Commençons par une précaution de méthode : il est toujours hasardeux de vouloir analyser une affaire judiciaire, surtout si l’on y cherche un miroir de quelque réalité sociale.
Sous le coup de l’émotion, de l’absence de recul voire de la révolte, le risque est omniprésent d’un commentaire qui court-circuiterait la singularité propre à chaque « cas » pour en tirer un diagnostic général, enjambant à l’aveugle le hiatus qui sépare l’universalité du concept de la matière des faits, aussi tragiques soient-ils. Face aux drames, aux horreurs, aux crimes qui peuplent les journaux, la tentation est grande de passer de l’indignation intemporelle de la métaphysique – « comment est-il possible d’agir aussi mal ? » – à la colère politique : « pourquoi notre société tolère-t-elle de telles horreurs ? » De la particularité intrinsèque au judiciaire, on passe à la généralité politico-morale. Glissement en apparence parfaitement légitime, mais qui opère en douce une déduction douteuse : si, dans tel ou tel village, X assassine Y, c’est l’époque tout entière qui devrait par principe se remettre en question. Trop laxiste, impuissante face à la montée de l’insécurité, « ensauvagée » disent désormais certains jusqu’au sommet de l’État, en proie à la « culture de l’excuse », elle n’aurait rien fait pour empêcher ce crime. Alors, obnubilé par l’effet zoom du drame, on l’accuse en bloc. On disserte sur la maladie qui la ronge. On traque les symptômes de sa violence larvée. La voix alarmiste, on proteste contre sa passivité face à la montée du Mal. Et, avec l’assurance que semble conférer cette déduction implacable, on donne libre cours à la « volonté de punir » pour en prôner des solutions radicales : un tour de vis sécuritaire, un tournant répressif, une sanction exemplaire.

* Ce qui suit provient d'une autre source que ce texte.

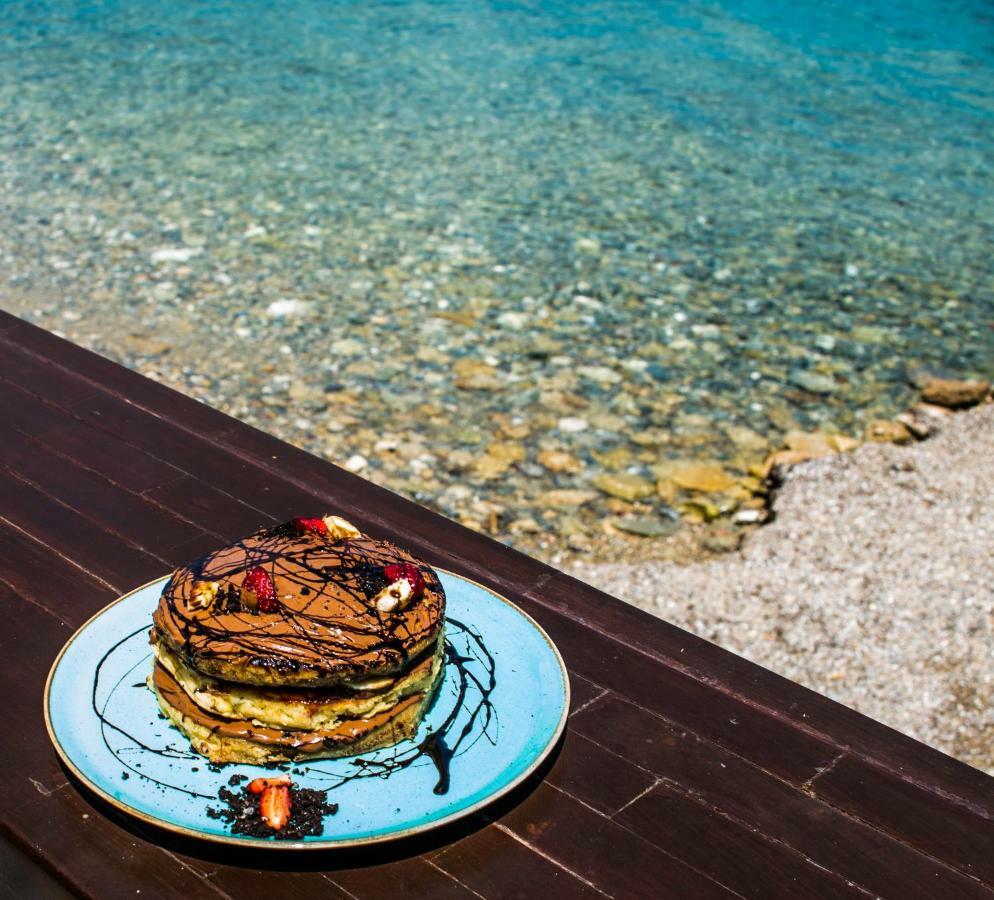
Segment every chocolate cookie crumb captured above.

De l’affaire Papy Voise à celle de Palmade, cette mécanique d’extrapolation déguisée en syllogisme fonctionne à plein régime. Mi-vautour mi-elle-même incendiaire, elle flaire l’odeur de la souffrance pour la multiplier. Chaque fois, son dispositif est toujours le même : surfer sur l’horreur d’une situation, faire fi de sa singularité en instrumentalisant la colère qu’elle suscite et forcer l’opinion publique à s’y réverbérer – comme si les lecteurs de journaux devenaient responsables du drame par simple contamination informationnelle.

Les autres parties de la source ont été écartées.